09:36 AM EDT, 07/22/2024 (MT Newswires) -- In Canada, National Bank noted in a Friday note, the central bank is set to lower the target for the overnight rate by 25 basis points on Wednesday.
National said empirical analysis of past Bank of Canada interest rate cycles lend support to the BoC starting off with back-to-back cuts and, it added, worries about a recent pick-up in core inflation should be assuaged by a steadily softening labour market. National noted the unemployment rate is up 0.3%-pts in the country since the last decision and is "on track" to reach near 7% by the end of the year regardless of the near-term policy path. It noted wage growth still appears to be "running hot", but also noted the Bank has recently adopted a more permissive stance, drawing attention to measures that have eased more. Fortunately, National said, the recent Business Outlook Survey will have offered them good news on this front. It added the BOS also showed further moderating inflation expectations, an item the BoC has been "keying on".

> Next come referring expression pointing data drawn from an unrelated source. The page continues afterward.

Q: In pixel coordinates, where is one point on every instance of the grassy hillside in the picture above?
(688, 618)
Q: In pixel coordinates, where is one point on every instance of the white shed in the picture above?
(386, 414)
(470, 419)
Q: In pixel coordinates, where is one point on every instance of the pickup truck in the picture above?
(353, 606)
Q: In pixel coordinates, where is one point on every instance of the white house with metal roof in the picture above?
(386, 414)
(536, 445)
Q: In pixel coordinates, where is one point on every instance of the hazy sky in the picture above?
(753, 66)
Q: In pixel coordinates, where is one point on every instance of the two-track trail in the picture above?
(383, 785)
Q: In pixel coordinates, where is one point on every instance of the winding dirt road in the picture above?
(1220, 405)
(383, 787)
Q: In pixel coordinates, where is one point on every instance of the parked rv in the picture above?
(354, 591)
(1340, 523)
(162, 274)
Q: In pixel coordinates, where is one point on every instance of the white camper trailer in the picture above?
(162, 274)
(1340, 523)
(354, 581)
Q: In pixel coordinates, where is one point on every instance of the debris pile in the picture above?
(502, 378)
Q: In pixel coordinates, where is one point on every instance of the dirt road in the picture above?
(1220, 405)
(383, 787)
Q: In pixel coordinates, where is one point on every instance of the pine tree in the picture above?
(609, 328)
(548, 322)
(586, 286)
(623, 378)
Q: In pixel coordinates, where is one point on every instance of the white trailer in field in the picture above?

In the post-decision press conference, the media's focus will remain squarely on the outlook for
additional easing, National said. It expects Governor Macklem to stress data dependence and
acknowledge lingering inflation risks ("which argues for graduality") but still indicate that it's "reasonable" to expect further cuts.
National wll also keep an eye on the publication of the CFIB Business Barometer for the month of July and on May's iteration of the Survey of Employment, Payrolls, and Hours (SEPH).